Alex Wilson ist wieder da. Und mit ihm die grossen Ankündigungen. Er sei schneller als je zuvor, sagt der 28-Jährige, der im August 2018 bei Weltklasse Zürich sein letztes Rennen bestritten hat. 19,8 Sekunden über 200 Meter müssten drinliegen, rechnet er mal so locker aus der Hüfte schiessend vor. Und erinnert daran, dass seine Prophezeiungen in den letzten zwei Jahren stets eingetroffen seien – zuletzt der Gewinn der Bronzemedaille an den Europameisterschaften in Berlin.

Aber eben, es war «nur Bronze» wie es der Basler jamaikanischer Herkunft selber betont. Also bleibt Luft nach oben. Warum also nicht eine WM-Medaille Ende September in Doha oder gar olympisches Edelmetall im nächsten Jahr in Tokio anpeilen. «Wieso sollte ich mir keine hohen Ziele setzen?», fragt Alex Wilson zurück, als er die skeptischen Blicke wahrnimmt. Nur zum Spass tue er sich diese Quälerei schliesslich nicht an, sagt der Schweizer Rekordhalter über 100 m und 200 m und verweist auf das Trainingslager in Florida.

Von Anfang Februar bis Mitte April trainierte er unter Leitung seiner zwei Coaches Clarence Callender und Lloyd Cowan in einer rund fünfzigköpfigen Gruppe von Sprintern. Danach noch vier Wochen ganz alleine mit den beiden Trainern. «Das war wohl das härteste Training, das ich je in meinem Leben bestritten habe», sagt Wilson. Vor allem an seinem Start habe man gefeilt – teilweise bis zum Umfallen. «Es hat sich gelohnt, ich bin jetzt allein schon auf den ersten Metern zwei bis drei Zehntel schneller». Dies dank einer tieferen Laufposition.

Rom, Zofingen und Basel

Diesen Donnerstag beim Diamond-League-Meeting in Rom gibt Wilson seinen Saisoneinstand. Noch seien keine Wunderzeiten zu erwarten, obwohl er über 200 m in einem WM-würdigen Starterfeld Unterschlupf gefunden hat. «20,20 Sekunden fordern meine Trainer, sonst gibt es wieder Zusatzschichten», sagt der Basler, der vor sechs Wochen so nebenbei zum zweiten Mal Vater geworden ist.

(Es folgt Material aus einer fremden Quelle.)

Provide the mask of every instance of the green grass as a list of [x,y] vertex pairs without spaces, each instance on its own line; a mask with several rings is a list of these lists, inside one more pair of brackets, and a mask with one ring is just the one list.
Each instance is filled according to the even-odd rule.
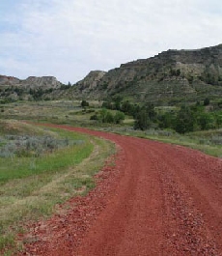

Weil die WM so spät im Jahr wie noch nie stattfindet, hat Wilsons Trainerteam das Programm angepasst. Ja nicht zu früh in Topform sein, lautet die Devise. Weniger als zehn Meetings sind bis zur WM vorgesehen, dies in verschiedenen Blöcken. Den Anfang macht Rom, dann am Samstag ein Doppelstart über 100 m und 200 m in Zofingen und am Pfingstmontag zum Abschluss das Heimrennen in Basel.

Danach geht es bis Ende Juni zurück ins Training. Abwechslungsweise wird einer seiner zwei britischen Trainer aus London nach Basel anreisen und dafür sorgen, dass in seinem zweiten Wettkampfblock die richtig schnellen Zeiten unter den beiden magischen Schallmauern folgen. Über 100 m fehlen ihm dazu noch elf, über 200 m gar nur noch vier Hundertstelsekunden.

Konsequenter und ernsthafter

In Basel ist Alex Wilson bei Konditionstrainer Michael Müller in guten Händen. Der Leistungsdiagnostiker kennt den gebürtigen Jamaikaner seit 2010. Nachdem er in den letzten dreieinhalb Jahren beim FC Basel angestellt war, hat er nun mehr Zeit für den Sprinter. Er attestiert seinem Schützling Fortschritte bei der Beweglichkeit und der Kraft und schwärmt von seinem aktuellen Trainingsfleiss. «Es ist zwar jedes Mal wieder eine Herausforderung, bei Alex die volle Konzentration zu erreichen. Aber wenn er sie einmal hat, dann arbeitet er im Training so präzis wie kein anderer.»

Wilson ist nicht nur beweglicher geworden, er hat noch einmal tüchtig abgenommen. Zehn Kilo genau seit Ende Januar. Derzeit wiegt der 28-Jährige 77 kg, leichter war er letztmals als Teenager. Seine Trainer hätten ihm gesagt, er müsse noch konsequenter mit sich selber sein, wolle er in Doha mit den Besten mithalten. Dies drückt sich auch anderswo aus: «Trotz seiner Sprüche ist Alex viel ernsthafter als früher», stellt Michael Müller mit Wohlwollen fest.